Je pense donc que les faits sont là, et qu'une conclusion s'impose, et que ce n'est pas le fait que j'aie des poils sur les seins et que j'aime la bière qui pourra mettre à mal cette implacable démonstration : il semblerait que peut-être... je sois en réalité... une femme!

Vous imaginez le choc que m'a causé cette découverte?
Bon, après réflexion, c'est un grand changement pour moi, c'est sûr, mais j'ai une grande faculté d'adaptation. Et puis j'ai toujours été en faveur de l'égalité des sexes (une sorte de prémonition?).

J'étais donc en train de m'habituer tranquillement à mon nouvel état, quand une autre réalisation m'a frappée de plein fouet.
En effet, si je considère que:
- J'ai envie de serrer Sylvia Plath dans mes bras.
- J'ai des projets de meurtre par empoisonnement sur le mari et l'amant d'Emma Bovary.
- J'ai envie de lécher Holly Golightly partout.
Je ne sais pas ce que vous en pensez, mais moi, je crois bien que je suis lesbienne.

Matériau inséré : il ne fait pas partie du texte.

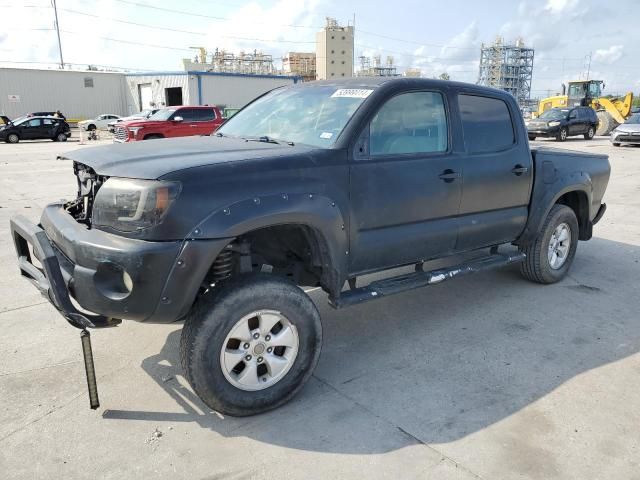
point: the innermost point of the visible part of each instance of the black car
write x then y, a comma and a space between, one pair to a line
564, 122
47, 114
314, 184
35, 128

Bon, je suis pour le respect des préférences sexuelles, mais rendez-vous compte: moi qui, jusqu'il y a peu, était convaincu(e) d'être un mâle hétérosexuel, voilà qu'il me faut maintenant m'assumer en tant que femme homosexuelle. C'est trop pour un seul homme! Enfin pour une seule femme! Enfin vous me comprenez!

En plus, ce changement n'a pas eu de conséquences que sur mon équilibre mental.

En effet, en apprenant cette nouvelle, ma maîtresse m'a quitté.
Elle dit que l'idée de coucher avec une femme la dégoûte.
C'est vrai que, maintenant que j'y pense, je l'ai toujours trouvée un peu étroite d'esprit.

Ma femme, elle, dit qu'elle ne voit pas la différence. Mais c'est vrai qu'il pourrait me pousser un troisième bras et une seconde tête pendant la nuit qu'elle ne remarquerait probablement pas la différence non plus.

Vous pensez bien que tout ça génère chez moi un certain nombre de questions existentielles:
- Est-ce que le prénom Zaphod convient pour une femme, ou est-ce que je devrais en changer?
- Est-ce que je dois demander à mes filles de m'appeler "maman" au lieu de "papa"?
- Est-ce que je dois acheter cette charmante petite jupe que j'ai vue chez Desigual, mais que je trouve un peu chère?

Ma soeur dit que peut-être je ne devrais pas conclure trop vite et qu'il subsiste un doute, que je devrais passer des tests. Elle dit qu'une vraie femme aurait probablement hésité longtemps pour la jupe, mais qu'elle ne serait certainement pas sortie du magasin sans l'avoir achetée.
Elle a raison. Elle est toujours de bon conseil, ma soeur.

Voilà ce que je vais faire: je vais maintenant lire un livre de science fiction avec des vaisseaux spatiaux, des canons laser, des robots, des aliens dégoûtants et belliqueux, et si j'aime bien, c'est que peut-être je suis quand-même un homme après tout.
Mais vous savez, je me demande si c'est bon pour moi de lire Virginia Woolf.